Source code for mixinforge.utility_functions.nested_collections_inspector

"""Stack-based traversal and introspection of nested structures.

Provides functions to traverse and extract elements from deeply nested
composite objects including collections, mappings, and custom objects.
"""
from collections import deque, defaultdict, OrderedDict, Counter, ChainMap
from collections.abc import Iterable, Iterator, Mapping, Callable
from types import GetSetDescriptorType, MappingProxyType, UnionType
from typing import Any, Final, Optional, TypeAlias, TypeVar
from itertools import chain
from weakref import WeakKeyDictionary, WeakValueDictionary

from ..utility_functions.atomics_detector import is_atomic_object

T = TypeVar('T')

# Type alias matching isinstance()'s classinfo parameter.
# Supports: single type, tuple of types (recursively), or union types (int | str).
ClassInfo: TypeAlias = type | UnionType | tuple["ClassInfo", ...]


def _is_valid_classinfo(classinfo: Any) -> bool:
    """Check if classinfo is valid for isinstance().

    Args:
        classinfo: Value to validate.

    Returns:
        True if classinfo is a type, UnionType, or tuple of valid classinfo values.
    """
    if isinstance(classinfo, (type, UnionType)):
        return True
    if isinstance(classinfo, tuple):
        return all(_is_valid_classinfo(item) for item in classinfo)
    return False


# ==============================================================================
# Introspection Helpers
# ==============================================================================

def _get_all_slots(cls: type) -> list[str]:
    """Collect slot names from class hierarchy.

    Args:
        cls: Class to inspect.

    Returns:
        Slot names from all base classes (excluding __dict__, __weakref__).
    """
    slots = []
    seen = set()
    for base_cls in cls.__mro__:
        if hasattr(base_cls, '__slots__'):
            cls_slots = base_cls.__slots__
            if isinstance(cls_slots, str):
                cls_slots = [cls_slots]

            for s in cls_slots:
                if s not in seen and s not in ('__dict__', '__weakref__'):
                    slots.append(s)
                    seen.add(s)
    return slots


def _is_standard_mapping(obj: Any) -> bool:
    """Check if object is a standard mapping type (dict, Counter, etc.)."""
    return type(obj) in {
        dict,
        defaultdict,
        OrderedDict,
        Counter,
        ChainMap,
        WeakKeyDictionary,
        WeakValueDictionary,
        MappingProxyType} or isinstance(obj, defaultdict)

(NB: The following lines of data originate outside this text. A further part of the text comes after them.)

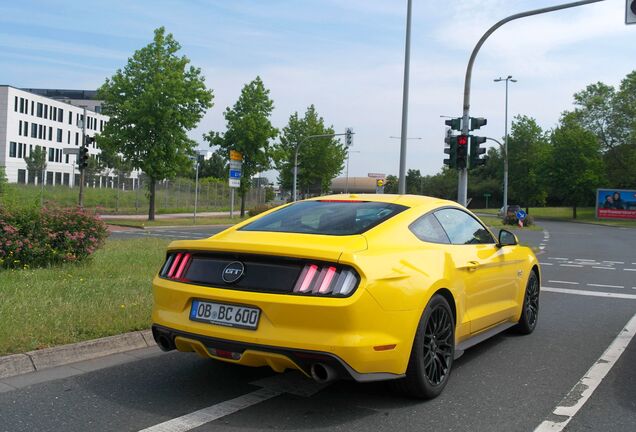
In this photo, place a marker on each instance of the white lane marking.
(293, 383)
(214, 412)
(589, 293)
(606, 286)
(582, 390)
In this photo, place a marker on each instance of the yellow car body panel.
(372, 330)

def _is_standard_iterable(obj: Any) -> bool:
    """Check if object is a standard iterable collection type (list, set, etc.)."""
    return type(obj) in {list, tuple, set, frozenset, deque}


_MISSING: Final = object()  # private sentinel


def _yield_attributes(obj: Any) -> Iterator[Any]:
    """Safely yield attribute values from __dict__ and __slots__.

    Attributes from ``__dict__`` are yielded as-is. For ``__slots__``,
    descriptors are checked before access to avoid triggering side effects
    (like properties).

    Yields:
        Attribute values from the object.

    Note:
        Class-level data descriptors (e.g. @property) are skipped to prevent
        arbitrary code execution.
    """
    # 1. Attributes stored in __dict__ are always safe to yield
    if hasattr(obj, "__dict__"):
        yield from obj.__dict__.values()

    # 2. Handle __slots__ (may also appear in parent classes)
    if hasattr(obj.__class__, "__slots__"):
        for slot_name in _get_all_slots(obj.__class__):
            # Fast path: ignore special/dunder names
            if slot_name.startswith("__"):
                continue

            # Skip class-level descriptors that aren't per-instance data
            # Check descriptor BEFORE triggering potential property side-effects
            class_attr = getattr(obj.__class__, slot_name, _MISSING)
            if isinstance(
                class_attr,
                (
                    property,
                    staticmethod,
                    classmethod,
                    # Note: MemberDescriptorType (slots) is intentionally OMITTED
                    # from this list because it represents
                    # the actual slots we want to read.
                    GetSetDescriptorType,
                ),
            ):
                continue

            try:
                value = getattr(obj, slot_name, _MISSING)
            except Exception:
                continue

            if value is _MISSING or value is class_attr:
                # Slot not initialised on this instance
                continue

            yield value


# ==============================================================================
# Traversal Logic
# ==============================================================================

def _create_standard_mapping_iterator(mapping: Mapping) -> Iterator[Any]:
    return chain(mapping.keys(), mapping.values())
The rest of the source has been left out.